The head of Peel Public Health, Dr. Lawrence Loh, didn’t offer as many details on the topic as the school boards.
During a Wednesday press conference in Mississauga, held virtually, The Pointer laid out the concerning COVID-19 reality in schools across Peel to Loh.
“No, not at all,” he responded, when asked if he’s considering closing down more schools or even all in-class learning.
Loh did not explain to parents how schools remain safe, what measures were being taken in the face of a surging second wave or the epidemiology around school cases that justifies keeping them open, despite meeting the threshold of an outbreak.
The last one is a question that is top of mind for many parents and students across Brampton and Mississauga.
The PDSB includes the following information on its website, regarding provincial guidelines for closures: “An outbreak in a school is defined as two or more lab-confirmed COVID-19 cases in students and/or staff in a school with an epidemiological link, within a 14-day period, where at least one case could have reasonably acquired their infection in the school (including transportation and before-or-after-school care). However, even though an outbreak may be declared in the school, Peel Public Health will assist in determining which cohort(s) may be sent home or if a partial or full school closure is required based on the scope of the outbreak. Please note, there may be variability in scenarios based on local context and epidemiology, and the information...is intended as guidance only.”

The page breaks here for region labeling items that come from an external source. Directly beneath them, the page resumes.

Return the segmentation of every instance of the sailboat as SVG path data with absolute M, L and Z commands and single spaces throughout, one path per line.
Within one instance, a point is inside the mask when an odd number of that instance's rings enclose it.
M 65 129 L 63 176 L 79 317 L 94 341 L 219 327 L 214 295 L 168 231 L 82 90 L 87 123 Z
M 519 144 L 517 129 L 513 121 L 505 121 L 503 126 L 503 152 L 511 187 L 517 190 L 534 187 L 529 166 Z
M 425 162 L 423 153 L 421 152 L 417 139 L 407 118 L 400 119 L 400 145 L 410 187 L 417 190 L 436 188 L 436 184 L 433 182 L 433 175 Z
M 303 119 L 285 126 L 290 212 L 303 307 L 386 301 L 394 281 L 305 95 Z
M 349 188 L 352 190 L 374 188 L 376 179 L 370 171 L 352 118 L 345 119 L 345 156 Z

The guidelines make clear that Loh has discretion when determining whether or not a classroom or school should be shut down.
He did not address a new provincial funding announcement Wednesday which was earmarked to improve safety in schools. At Queen’s Park, the Province announced more than $1 billion, in partnership with the federal government, to help make spaces COVID-19 safe. It includes up to $700 million specifically for schools.
View COVID-19 Map of Peel Schools in a full screen map
“According to the Chief Medical Officer of Health, the reopening of schools has been safe, supported by the most comprehensive safety protocol and largest provincial investment in Canada,” Education Minister Stephen Lecce said in a media release. “We are taking a major step forward by investing further in the safety of our schools, including action to improve air quality and renovate schools, so all students remain safe through this pandemic."
Exactly how much is coming to Peel or how it will be used is currently unclear. If Peel Public Health has made recommendations to either of the region’s school boards about changes to ventilation or other retrofitting proposals, those considerations have not been made public.
Parents in Peel who opted to switch their children to at-home learning registered before the recent jump in COVID cases. If the viral spread in the region continues to challenge the local public health team’s ability to control it, more students will likely be looking to remain home.